National centres for injury prevention
Several key elements form the bottom line for those reading this supplement who are determined that “action” be taken. Apart from actions needed to provide a stronger sense of direction and serious discussions about responsibility, leadership, and coordination, there must emerge clear evidence of commitment. When infant mortality rates in many countries lagged behind those of Japan, to match those enviable numbers, most countries, including the UK, succeeded because a commitment was made to do so. For a long while Swedish injury fatality rates have represented an analogous target; they tell us what is possible. With determination, organisation, and an appropriate allocation of resources such rates should easily be achievable in the UK.

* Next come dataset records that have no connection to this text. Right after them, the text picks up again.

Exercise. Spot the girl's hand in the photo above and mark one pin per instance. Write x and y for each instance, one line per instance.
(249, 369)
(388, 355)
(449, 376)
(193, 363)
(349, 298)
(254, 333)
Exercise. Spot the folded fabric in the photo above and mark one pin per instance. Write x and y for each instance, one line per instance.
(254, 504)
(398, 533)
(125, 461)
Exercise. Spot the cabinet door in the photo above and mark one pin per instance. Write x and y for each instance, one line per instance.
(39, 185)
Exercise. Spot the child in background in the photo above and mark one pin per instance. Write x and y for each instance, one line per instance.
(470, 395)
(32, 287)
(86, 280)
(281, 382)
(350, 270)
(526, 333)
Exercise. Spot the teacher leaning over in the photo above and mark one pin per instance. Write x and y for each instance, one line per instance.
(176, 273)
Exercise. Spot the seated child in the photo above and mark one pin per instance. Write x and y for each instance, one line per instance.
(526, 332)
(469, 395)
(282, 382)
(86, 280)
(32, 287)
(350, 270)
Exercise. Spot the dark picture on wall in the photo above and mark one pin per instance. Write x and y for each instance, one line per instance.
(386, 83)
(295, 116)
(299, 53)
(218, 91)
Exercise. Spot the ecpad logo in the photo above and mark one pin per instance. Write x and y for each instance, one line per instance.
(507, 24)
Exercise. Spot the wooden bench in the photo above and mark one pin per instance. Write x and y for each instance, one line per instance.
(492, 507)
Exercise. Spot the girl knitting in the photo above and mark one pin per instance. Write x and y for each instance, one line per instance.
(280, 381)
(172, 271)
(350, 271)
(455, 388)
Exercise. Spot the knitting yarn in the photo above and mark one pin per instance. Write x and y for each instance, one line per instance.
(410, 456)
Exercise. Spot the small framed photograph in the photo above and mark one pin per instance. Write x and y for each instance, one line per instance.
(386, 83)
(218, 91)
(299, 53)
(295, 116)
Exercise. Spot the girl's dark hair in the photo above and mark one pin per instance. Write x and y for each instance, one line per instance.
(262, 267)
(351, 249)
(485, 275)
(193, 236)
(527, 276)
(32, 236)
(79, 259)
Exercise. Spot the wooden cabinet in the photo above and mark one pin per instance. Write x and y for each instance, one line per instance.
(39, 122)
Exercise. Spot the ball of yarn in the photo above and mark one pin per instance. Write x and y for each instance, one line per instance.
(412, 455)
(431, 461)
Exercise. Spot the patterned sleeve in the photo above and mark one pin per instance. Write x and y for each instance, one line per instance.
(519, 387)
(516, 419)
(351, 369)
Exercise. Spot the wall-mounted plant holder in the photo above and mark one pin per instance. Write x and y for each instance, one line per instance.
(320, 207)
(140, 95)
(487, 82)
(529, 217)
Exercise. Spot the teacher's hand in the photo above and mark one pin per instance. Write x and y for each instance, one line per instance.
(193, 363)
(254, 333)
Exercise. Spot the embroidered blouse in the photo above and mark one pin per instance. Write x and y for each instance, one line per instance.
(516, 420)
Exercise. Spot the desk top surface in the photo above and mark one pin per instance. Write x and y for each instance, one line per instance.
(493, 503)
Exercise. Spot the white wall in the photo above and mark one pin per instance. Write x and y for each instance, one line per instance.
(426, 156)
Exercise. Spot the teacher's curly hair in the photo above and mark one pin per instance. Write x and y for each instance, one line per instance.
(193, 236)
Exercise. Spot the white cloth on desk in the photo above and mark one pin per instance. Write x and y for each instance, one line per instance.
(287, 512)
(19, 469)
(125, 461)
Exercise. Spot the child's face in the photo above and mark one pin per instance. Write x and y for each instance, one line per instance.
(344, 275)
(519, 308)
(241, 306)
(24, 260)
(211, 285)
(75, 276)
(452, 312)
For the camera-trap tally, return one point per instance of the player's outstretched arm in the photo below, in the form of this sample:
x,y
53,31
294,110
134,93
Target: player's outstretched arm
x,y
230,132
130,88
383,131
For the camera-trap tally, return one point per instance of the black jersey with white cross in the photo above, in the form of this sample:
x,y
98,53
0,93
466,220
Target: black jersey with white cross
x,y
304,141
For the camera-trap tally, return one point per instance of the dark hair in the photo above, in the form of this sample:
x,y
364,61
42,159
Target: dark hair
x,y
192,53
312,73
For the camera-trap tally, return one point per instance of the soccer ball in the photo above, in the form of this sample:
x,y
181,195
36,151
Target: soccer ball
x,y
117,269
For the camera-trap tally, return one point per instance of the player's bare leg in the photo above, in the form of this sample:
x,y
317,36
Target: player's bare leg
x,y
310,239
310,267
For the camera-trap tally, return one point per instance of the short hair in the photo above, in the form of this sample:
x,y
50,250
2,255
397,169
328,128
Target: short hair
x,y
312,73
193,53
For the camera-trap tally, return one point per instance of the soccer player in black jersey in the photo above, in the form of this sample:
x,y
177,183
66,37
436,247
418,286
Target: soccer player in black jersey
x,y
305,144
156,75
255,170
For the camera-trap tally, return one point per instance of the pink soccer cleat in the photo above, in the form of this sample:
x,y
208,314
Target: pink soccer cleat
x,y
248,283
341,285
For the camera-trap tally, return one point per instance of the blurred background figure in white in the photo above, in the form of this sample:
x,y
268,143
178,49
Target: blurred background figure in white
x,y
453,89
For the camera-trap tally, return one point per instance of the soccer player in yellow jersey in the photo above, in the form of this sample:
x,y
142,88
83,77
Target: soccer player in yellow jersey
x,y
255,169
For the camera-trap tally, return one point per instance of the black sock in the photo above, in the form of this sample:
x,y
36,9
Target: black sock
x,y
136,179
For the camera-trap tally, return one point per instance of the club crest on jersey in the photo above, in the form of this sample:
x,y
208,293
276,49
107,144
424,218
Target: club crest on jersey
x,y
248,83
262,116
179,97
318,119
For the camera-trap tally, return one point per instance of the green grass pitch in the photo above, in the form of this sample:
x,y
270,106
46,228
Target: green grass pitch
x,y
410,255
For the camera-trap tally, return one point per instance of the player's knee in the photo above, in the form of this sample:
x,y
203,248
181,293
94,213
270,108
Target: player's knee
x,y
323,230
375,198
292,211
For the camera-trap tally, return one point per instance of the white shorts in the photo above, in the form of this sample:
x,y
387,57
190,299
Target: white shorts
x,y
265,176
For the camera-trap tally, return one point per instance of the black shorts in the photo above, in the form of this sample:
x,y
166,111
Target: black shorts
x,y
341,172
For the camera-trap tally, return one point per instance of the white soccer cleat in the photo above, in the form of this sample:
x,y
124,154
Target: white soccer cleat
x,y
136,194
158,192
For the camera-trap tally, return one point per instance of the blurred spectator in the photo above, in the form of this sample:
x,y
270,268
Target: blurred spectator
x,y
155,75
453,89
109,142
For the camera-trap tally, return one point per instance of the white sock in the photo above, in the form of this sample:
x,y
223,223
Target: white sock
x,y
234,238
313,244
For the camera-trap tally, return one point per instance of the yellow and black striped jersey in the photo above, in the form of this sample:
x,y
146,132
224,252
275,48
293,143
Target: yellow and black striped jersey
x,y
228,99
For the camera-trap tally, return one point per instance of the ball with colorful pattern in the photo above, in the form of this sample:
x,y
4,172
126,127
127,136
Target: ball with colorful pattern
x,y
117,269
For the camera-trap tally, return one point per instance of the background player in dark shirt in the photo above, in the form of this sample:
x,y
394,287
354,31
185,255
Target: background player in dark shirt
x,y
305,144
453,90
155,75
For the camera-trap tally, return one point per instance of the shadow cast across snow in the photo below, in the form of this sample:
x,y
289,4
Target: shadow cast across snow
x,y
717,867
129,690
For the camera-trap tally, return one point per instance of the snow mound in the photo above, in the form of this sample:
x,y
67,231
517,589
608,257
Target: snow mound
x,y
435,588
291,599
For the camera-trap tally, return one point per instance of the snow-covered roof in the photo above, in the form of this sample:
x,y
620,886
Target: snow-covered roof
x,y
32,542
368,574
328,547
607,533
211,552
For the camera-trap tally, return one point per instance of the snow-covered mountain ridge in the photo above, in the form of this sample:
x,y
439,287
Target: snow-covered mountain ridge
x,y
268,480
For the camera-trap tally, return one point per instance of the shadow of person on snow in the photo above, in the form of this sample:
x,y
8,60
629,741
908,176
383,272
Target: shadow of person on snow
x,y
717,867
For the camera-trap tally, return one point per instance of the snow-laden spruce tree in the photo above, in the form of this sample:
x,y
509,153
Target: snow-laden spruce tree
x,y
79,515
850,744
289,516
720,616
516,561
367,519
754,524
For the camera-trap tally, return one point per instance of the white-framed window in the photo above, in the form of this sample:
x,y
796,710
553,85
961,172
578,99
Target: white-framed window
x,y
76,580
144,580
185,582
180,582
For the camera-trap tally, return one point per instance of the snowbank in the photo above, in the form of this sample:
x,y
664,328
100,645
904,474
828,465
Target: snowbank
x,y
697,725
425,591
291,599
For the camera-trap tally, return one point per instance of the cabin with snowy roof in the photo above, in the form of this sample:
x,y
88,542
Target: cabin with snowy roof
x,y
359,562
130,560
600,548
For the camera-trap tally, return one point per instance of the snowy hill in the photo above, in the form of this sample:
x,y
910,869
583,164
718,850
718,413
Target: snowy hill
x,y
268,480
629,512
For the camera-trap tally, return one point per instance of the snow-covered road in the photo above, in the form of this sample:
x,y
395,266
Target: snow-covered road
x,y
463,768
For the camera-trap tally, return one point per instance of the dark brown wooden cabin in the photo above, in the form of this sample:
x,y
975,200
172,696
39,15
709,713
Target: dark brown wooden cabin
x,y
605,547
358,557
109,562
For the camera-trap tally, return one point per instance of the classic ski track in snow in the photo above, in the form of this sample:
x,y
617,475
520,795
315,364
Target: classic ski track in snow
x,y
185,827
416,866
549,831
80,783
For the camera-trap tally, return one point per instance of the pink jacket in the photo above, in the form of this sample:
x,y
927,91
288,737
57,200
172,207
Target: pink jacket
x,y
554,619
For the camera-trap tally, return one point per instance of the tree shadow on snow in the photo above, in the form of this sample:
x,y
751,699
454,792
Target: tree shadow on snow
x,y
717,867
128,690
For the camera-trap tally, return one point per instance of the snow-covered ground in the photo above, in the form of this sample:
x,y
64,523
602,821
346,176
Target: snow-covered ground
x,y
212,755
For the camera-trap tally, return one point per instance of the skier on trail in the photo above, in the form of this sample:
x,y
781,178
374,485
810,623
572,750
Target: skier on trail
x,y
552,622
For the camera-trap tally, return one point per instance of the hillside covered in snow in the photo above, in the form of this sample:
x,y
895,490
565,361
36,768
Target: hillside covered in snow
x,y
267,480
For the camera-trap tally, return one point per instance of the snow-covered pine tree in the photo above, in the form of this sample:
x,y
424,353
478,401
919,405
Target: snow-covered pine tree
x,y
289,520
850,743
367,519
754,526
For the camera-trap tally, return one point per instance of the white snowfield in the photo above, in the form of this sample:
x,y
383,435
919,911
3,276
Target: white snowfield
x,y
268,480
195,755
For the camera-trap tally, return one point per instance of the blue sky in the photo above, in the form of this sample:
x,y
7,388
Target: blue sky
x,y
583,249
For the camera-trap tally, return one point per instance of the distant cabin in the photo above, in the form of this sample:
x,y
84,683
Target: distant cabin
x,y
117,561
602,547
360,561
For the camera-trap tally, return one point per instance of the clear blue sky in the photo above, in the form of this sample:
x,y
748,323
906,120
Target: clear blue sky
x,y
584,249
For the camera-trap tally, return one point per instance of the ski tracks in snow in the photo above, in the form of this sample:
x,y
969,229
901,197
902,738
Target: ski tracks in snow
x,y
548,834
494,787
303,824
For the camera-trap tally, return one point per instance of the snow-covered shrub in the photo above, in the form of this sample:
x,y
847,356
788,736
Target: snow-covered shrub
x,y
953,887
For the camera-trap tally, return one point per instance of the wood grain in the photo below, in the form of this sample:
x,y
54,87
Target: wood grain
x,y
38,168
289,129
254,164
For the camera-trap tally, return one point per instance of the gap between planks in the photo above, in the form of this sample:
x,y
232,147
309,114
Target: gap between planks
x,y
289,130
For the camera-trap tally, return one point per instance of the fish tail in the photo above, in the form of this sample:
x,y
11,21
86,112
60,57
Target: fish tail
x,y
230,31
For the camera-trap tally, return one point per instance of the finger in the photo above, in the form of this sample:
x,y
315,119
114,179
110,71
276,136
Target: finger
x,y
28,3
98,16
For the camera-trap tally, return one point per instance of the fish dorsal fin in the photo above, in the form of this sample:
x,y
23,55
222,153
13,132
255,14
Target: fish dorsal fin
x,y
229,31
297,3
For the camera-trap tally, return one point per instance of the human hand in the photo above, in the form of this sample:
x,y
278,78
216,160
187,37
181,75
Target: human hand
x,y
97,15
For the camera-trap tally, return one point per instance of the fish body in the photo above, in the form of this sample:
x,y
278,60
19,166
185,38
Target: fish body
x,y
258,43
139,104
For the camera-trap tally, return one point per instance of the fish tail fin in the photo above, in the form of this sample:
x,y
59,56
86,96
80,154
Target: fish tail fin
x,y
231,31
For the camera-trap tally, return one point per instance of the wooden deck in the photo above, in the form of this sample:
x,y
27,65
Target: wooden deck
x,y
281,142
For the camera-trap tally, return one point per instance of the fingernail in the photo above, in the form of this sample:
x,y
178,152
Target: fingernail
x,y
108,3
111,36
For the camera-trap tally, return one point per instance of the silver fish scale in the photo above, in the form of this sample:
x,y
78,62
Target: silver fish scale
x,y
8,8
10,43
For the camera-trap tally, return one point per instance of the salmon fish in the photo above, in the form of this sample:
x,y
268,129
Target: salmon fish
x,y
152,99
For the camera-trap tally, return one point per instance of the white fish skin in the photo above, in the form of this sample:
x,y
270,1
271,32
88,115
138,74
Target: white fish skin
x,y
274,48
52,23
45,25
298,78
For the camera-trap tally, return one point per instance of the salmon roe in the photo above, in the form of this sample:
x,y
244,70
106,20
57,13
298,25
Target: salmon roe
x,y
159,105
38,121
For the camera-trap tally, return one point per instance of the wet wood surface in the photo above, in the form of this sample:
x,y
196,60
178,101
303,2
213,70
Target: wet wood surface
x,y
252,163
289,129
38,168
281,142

In the end, government and others must agree that the prevention of injuries is an urgent priority. This will not be an easy task and doubtless it will require strong leadership from someone or some group. Sweden's success was largely attributable to inspired leadership from a pioneering figure; America's achievements are attributed to a timely document from a prestigious source. In both cases, the mechanism established to ensure the success of the commitment was the equivalent of a national centre for injury prevention. The UK cannot hope to succeed without something similar.
It is of interest that the government is committed to reducing inequities in health status. I applaud this because there are few areas in health in which the disparities between rich and poor are more noteworthy and more deplorable than in the case of children's injuries of almost every kind. If only to achieve this laudable goal, national centres must be established in England, Northern Ireland, Scotland, and Wales to ensure that the needed Action on Injury is taken fully and promptly.